ScrapOnePage(url='https://www.crummy.com/software/BeautifulSoup/bs4/doc/', everything=True).return_result_dict()
In ScrapOnePage()
we indicate the url address and optionally the following parameters:
everything=False/True
outbound_links=False/True,
internal_links=False/True,
h1=False/True,
h2=False/True,
h3=False/True,
canonical=False/True,
title=False/True,
meta_description=False/True,
img=False/True,
All parameters are optional and define what we want to scrape.

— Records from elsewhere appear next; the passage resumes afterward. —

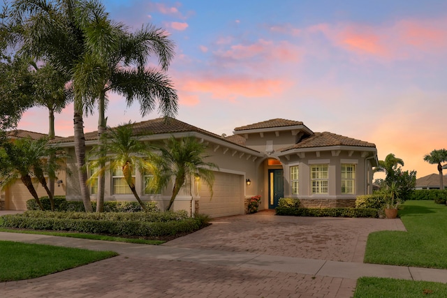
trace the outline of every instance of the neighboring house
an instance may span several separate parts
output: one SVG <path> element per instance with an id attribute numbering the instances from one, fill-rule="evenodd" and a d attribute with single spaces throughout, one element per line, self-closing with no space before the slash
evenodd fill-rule
<path id="1" fill-rule="evenodd" d="M 205 184 L 192 179 L 175 199 L 174 209 L 198 211 L 212 217 L 242 214 L 251 196 L 261 196 L 261 209 L 273 209 L 280 198 L 298 198 L 304 206 L 354 206 L 356 197 L 372 193 L 372 167 L 378 165 L 376 146 L 331 133 L 314 133 L 302 122 L 275 119 L 235 128 L 233 135 L 218 135 L 177 119 L 134 124 L 144 140 L 163 144 L 171 135 L 193 136 L 207 144 L 207 161 L 216 163 L 211 198 Z M 80 200 L 73 137 L 58 145 L 73 156 L 67 159 L 67 200 Z M 85 133 L 87 150 L 97 142 L 97 132 Z M 87 172 L 90 172 L 89 169 Z M 135 173 L 140 198 L 164 208 L 172 187 L 159 194 L 145 193 L 147 175 Z M 250 182 L 249 184 L 248 182 Z M 106 200 L 133 200 L 119 171 L 106 174 Z M 91 198 L 95 200 L 95 186 Z"/>
<path id="2" fill-rule="evenodd" d="M 33 140 L 38 140 L 41 137 L 47 137 L 48 135 L 44 133 L 34 133 L 32 131 L 16 130 L 10 131 L 8 132 L 8 137 L 14 142 L 15 140 L 20 138 L 31 138 Z M 61 137 L 56 137 L 55 140 L 63 139 Z M 61 170 L 57 173 L 57 181 L 61 181 L 59 182 L 59 187 L 56 184 L 54 188 L 54 195 L 65 195 L 65 170 Z M 46 196 L 47 193 L 42 186 L 40 185 L 38 181 L 36 180 L 34 184 L 34 188 L 39 197 Z M 8 186 L 5 191 L 1 191 L 0 193 L 0 210 L 26 210 L 27 209 L 27 201 L 32 199 L 33 197 L 29 193 L 28 188 L 25 186 L 20 179 L 17 179 L 17 181 L 10 186 Z"/>
<path id="3" fill-rule="evenodd" d="M 447 188 L 447 175 L 442 177 L 444 189 Z M 439 189 L 439 174 L 430 174 L 416 179 L 416 189 Z"/>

If the website has a special encoding, for example Polish special characters, we can use:
decode=''
As a result we get dict in dict:
{url-we-scrap: {result}}
For graphics internal/outbound links we get dict where keys it's internal/outbound links and the values are a list, where the first value is always number of number of occurrences for the link, and the rest of the values are anchor:
For graphics, we get dict where the keys are the addresses of the graphics and the values are the number of their appearances
CrawlEntirePage(url='https://www.crummy.com/software/BeautifulSoup/bs4/doc/', everything=True).start_crawl()
In CrawlEntirePage()
we indicate start url and the same parameters as with ScrapOnePage()
.
In start_crawl()
we optional indicate the:
number_of_threaded=1
sleep_time=0
file_loc=''
condition_allow=''
- regex
condition_disallow=''
- regex
The result will be saved as csv